Idyllic. But idyllic no more. Now, the ponies and deer are gone. A great berm protects the shoreline, barring the sea from miles and miles of giant 5-10 bedroom houses built shoulder-to-shoulder across the banks, facing the sound on one side and the sea on the other, covering the dunes, looking like a Levittown on steroids.

A forlorn sign along the highway now running the length of the banks attracted my attention on this year’s trip. “Stop Building Mini-Hotels.” 

A vain hope there, but here?

Something like such out-of-control, ugly growth couldn’t happen here. Could it? Places like the Front Range, Boise or Missoula or Bozeman, yes. But here?

The Land Use Plan contractors tell us that the one-acre zoning now allowed in the Cody-Powell corridor could permit almost 500,000 houses. At 2-plus people per house that’s over a million new people in the valley.

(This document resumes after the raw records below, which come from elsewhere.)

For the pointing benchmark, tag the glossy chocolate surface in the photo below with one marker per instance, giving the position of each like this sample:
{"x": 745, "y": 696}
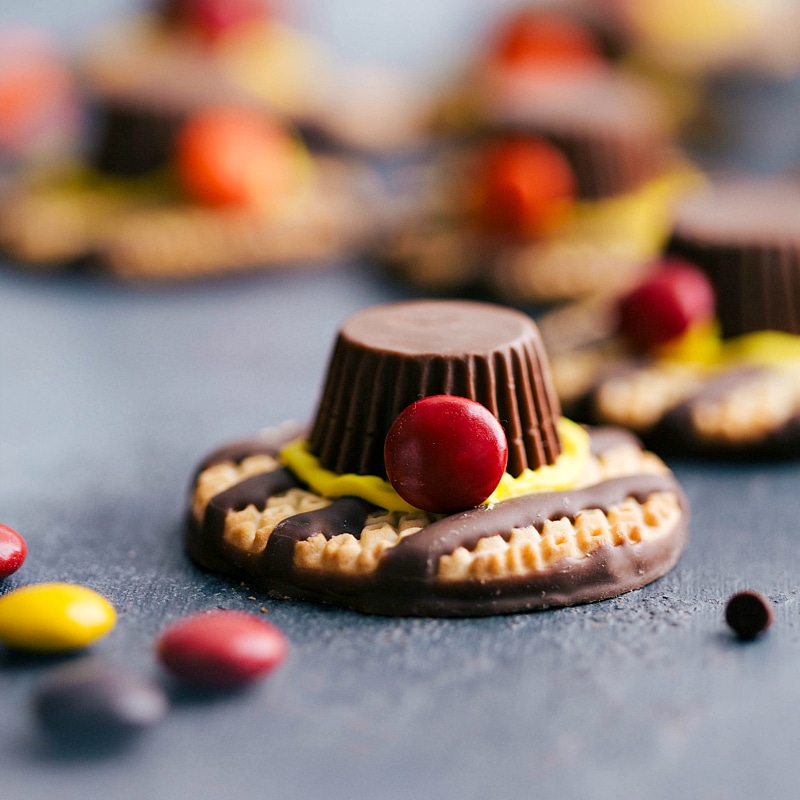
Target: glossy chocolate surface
{"x": 405, "y": 580}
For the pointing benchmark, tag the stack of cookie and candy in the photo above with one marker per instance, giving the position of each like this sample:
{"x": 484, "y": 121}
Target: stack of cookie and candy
{"x": 438, "y": 478}
{"x": 703, "y": 356}
{"x": 555, "y": 175}
{"x": 195, "y": 162}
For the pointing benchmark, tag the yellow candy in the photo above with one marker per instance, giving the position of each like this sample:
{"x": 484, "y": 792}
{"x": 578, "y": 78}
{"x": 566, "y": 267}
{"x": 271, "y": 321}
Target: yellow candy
{"x": 54, "y": 617}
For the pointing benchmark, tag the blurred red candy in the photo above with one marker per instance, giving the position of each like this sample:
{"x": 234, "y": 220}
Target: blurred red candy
{"x": 671, "y": 300}
{"x": 221, "y": 649}
{"x": 230, "y": 156}
{"x": 526, "y": 187}
{"x": 543, "y": 39}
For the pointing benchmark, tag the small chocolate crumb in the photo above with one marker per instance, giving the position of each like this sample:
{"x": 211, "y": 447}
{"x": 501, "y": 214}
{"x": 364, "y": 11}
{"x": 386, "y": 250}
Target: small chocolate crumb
{"x": 749, "y": 614}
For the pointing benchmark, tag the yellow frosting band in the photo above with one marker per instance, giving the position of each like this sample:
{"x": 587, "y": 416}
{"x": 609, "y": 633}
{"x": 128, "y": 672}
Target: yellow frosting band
{"x": 638, "y": 222}
{"x": 551, "y": 477}
{"x": 703, "y": 345}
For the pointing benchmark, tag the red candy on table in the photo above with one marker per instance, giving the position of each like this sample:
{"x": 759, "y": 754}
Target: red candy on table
{"x": 221, "y": 649}
{"x": 666, "y": 304}
{"x": 445, "y": 453}
{"x": 12, "y": 551}
{"x": 526, "y": 187}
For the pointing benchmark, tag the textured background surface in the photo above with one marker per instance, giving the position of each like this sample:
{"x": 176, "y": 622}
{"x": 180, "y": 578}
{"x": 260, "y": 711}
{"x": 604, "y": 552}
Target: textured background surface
{"x": 108, "y": 397}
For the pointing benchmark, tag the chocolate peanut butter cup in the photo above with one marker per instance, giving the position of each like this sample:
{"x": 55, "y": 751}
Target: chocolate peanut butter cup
{"x": 587, "y": 516}
{"x": 745, "y": 235}
{"x": 612, "y": 129}
{"x": 386, "y": 357}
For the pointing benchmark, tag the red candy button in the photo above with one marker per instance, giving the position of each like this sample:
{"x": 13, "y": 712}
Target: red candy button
{"x": 666, "y": 304}
{"x": 12, "y": 551}
{"x": 445, "y": 453}
{"x": 221, "y": 649}
{"x": 526, "y": 187}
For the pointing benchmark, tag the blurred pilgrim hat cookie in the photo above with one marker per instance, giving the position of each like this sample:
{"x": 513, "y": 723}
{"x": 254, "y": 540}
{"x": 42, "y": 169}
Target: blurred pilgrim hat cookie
{"x": 438, "y": 478}
{"x": 234, "y": 190}
{"x": 563, "y": 190}
{"x": 150, "y": 69}
{"x": 704, "y": 355}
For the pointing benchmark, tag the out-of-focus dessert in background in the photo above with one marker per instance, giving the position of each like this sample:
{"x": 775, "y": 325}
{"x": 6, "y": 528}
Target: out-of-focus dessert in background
{"x": 40, "y": 115}
{"x": 731, "y": 69}
{"x": 237, "y": 191}
{"x": 196, "y": 158}
{"x": 183, "y": 53}
{"x": 703, "y": 357}
{"x": 555, "y": 173}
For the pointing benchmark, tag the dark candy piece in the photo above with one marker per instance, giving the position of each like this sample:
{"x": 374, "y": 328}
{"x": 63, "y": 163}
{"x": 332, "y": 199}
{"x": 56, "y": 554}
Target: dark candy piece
{"x": 221, "y": 649}
{"x": 749, "y": 614}
{"x": 92, "y": 701}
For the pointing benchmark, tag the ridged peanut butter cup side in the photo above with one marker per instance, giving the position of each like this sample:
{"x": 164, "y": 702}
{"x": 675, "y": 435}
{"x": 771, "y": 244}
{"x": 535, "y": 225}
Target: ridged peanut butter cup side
{"x": 745, "y": 235}
{"x": 612, "y": 129}
{"x": 388, "y": 356}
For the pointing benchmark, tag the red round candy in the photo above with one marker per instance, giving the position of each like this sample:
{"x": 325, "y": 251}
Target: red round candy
{"x": 541, "y": 39}
{"x": 445, "y": 453}
{"x": 221, "y": 649}
{"x": 212, "y": 19}
{"x": 666, "y": 304}
{"x": 526, "y": 187}
{"x": 12, "y": 551}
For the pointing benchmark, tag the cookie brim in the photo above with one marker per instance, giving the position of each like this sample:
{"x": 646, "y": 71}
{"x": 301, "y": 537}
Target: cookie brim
{"x": 406, "y": 582}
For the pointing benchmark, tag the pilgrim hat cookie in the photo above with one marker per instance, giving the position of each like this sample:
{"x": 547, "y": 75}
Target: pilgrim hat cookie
{"x": 147, "y": 70}
{"x": 234, "y": 190}
{"x": 564, "y": 189}
{"x": 703, "y": 356}
{"x": 438, "y": 479}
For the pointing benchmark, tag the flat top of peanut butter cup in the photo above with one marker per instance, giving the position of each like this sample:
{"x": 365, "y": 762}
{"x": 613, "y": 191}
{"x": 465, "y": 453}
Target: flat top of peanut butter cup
{"x": 601, "y": 101}
{"x": 741, "y": 209}
{"x": 438, "y": 327}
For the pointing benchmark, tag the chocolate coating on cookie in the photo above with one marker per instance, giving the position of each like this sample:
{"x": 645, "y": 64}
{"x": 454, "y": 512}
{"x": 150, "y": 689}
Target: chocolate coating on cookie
{"x": 745, "y": 235}
{"x": 405, "y": 580}
{"x": 388, "y": 356}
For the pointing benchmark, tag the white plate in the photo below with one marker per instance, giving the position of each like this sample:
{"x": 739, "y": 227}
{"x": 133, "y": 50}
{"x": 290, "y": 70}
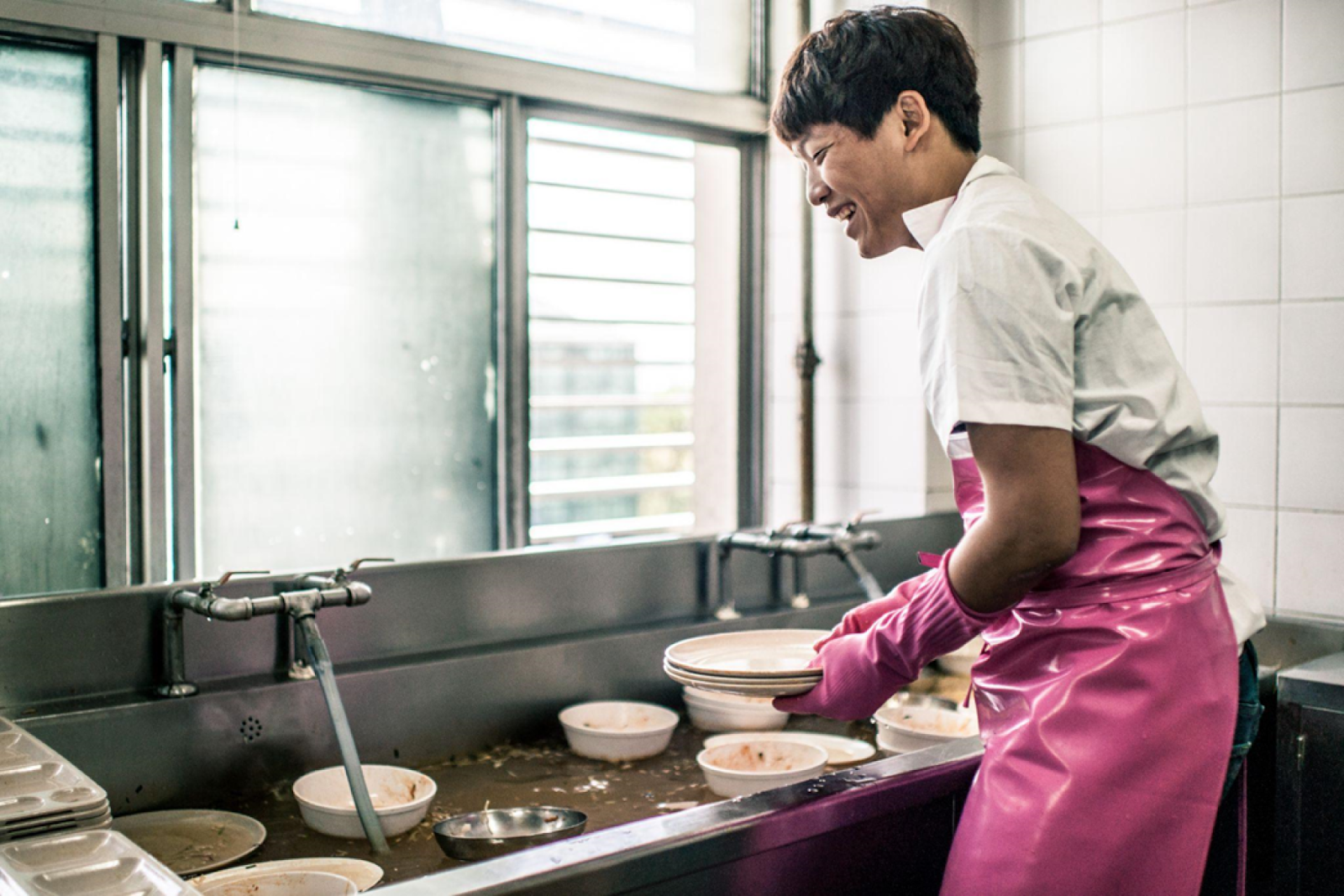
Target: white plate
{"x": 766, "y": 653}
{"x": 737, "y": 680}
{"x": 365, "y": 875}
{"x": 840, "y": 752}
{"x": 192, "y": 840}
{"x": 764, "y": 689}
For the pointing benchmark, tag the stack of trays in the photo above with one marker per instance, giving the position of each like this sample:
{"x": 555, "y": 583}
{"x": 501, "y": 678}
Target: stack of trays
{"x": 768, "y": 663}
{"x": 89, "y": 862}
{"x": 40, "y": 793}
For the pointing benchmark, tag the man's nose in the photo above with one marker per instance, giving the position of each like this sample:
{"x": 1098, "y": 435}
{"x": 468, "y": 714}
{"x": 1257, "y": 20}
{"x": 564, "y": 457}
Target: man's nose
{"x": 817, "y": 190}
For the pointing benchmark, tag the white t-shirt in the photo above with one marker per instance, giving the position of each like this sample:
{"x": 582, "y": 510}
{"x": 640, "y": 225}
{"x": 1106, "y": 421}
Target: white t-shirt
{"x": 1026, "y": 318}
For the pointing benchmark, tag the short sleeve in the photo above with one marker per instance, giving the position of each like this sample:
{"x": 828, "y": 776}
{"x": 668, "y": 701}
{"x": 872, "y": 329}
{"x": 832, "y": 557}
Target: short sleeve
{"x": 996, "y": 332}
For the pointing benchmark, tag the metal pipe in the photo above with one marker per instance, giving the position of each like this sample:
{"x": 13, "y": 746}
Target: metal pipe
{"x": 866, "y": 579}
{"x": 806, "y": 358}
{"x": 322, "y": 664}
{"x": 174, "y": 654}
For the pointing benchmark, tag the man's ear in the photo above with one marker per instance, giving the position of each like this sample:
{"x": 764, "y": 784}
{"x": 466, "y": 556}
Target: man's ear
{"x": 916, "y": 117}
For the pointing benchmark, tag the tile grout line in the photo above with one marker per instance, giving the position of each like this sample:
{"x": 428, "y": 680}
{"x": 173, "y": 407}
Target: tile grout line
{"x": 1278, "y": 315}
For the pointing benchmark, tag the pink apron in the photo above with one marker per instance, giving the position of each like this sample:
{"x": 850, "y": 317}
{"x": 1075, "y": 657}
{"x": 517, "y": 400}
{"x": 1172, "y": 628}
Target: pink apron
{"x": 1106, "y": 700}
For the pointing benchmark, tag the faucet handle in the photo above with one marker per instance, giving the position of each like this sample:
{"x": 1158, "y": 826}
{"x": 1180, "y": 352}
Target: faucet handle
{"x": 342, "y": 574}
{"x": 210, "y": 586}
{"x": 362, "y": 560}
{"x": 233, "y": 573}
{"x": 858, "y": 517}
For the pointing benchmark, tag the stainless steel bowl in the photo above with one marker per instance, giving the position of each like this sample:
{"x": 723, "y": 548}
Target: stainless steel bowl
{"x": 481, "y": 835}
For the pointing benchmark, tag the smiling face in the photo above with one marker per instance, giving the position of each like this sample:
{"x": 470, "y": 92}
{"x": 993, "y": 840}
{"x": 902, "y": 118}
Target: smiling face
{"x": 869, "y": 184}
{"x": 859, "y": 183}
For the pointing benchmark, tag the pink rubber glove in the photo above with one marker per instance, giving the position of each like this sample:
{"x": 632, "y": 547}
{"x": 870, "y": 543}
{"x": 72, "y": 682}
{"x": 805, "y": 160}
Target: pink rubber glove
{"x": 866, "y": 614}
{"x": 862, "y": 671}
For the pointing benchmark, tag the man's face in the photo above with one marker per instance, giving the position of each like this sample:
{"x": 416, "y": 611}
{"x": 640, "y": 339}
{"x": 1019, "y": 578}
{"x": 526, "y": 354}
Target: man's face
{"x": 864, "y": 184}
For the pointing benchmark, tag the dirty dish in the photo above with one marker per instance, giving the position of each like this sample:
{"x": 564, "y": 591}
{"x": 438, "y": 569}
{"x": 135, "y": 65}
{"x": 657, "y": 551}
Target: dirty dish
{"x": 360, "y": 872}
{"x": 840, "y": 752}
{"x": 401, "y": 799}
{"x": 284, "y": 883}
{"x": 958, "y": 661}
{"x": 743, "y": 687}
{"x": 481, "y": 835}
{"x": 617, "y": 730}
{"x": 765, "y": 653}
{"x": 712, "y": 711}
{"x": 192, "y": 840}
{"x": 81, "y": 862}
{"x": 752, "y": 766}
{"x": 907, "y": 723}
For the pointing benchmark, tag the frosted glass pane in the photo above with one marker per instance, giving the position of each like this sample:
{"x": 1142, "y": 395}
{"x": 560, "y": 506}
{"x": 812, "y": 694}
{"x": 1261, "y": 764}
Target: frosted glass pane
{"x": 50, "y": 500}
{"x": 600, "y": 300}
{"x": 611, "y": 214}
{"x": 703, "y": 45}
{"x": 632, "y": 246}
{"x": 346, "y": 324}
{"x": 611, "y": 170}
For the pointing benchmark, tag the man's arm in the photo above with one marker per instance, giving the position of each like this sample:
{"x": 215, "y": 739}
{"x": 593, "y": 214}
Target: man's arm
{"x": 1032, "y": 515}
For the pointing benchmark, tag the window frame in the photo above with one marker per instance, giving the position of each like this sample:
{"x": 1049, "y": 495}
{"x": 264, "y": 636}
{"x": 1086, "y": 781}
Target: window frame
{"x": 150, "y": 500}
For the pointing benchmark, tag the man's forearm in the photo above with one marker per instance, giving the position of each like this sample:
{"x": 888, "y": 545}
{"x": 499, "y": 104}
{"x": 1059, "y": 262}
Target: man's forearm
{"x": 996, "y": 564}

We know the process is already underway. Houses are springing up everywhere you look, while the county commissioner’s agenda (see the county website) keeps adding more subdivision approvals. Like, often, three or four per meeting. Here’s a sample from last week:

Park County Planning & Zoning Re: Public Hearing: Gillett North MS-66 Sketch Plan; Re: Diamond View Ranch SUP-240; Re: Merit Energy SUP-242; Re: MW SS-293 Corrected Final Plat.

That’s just one meeting.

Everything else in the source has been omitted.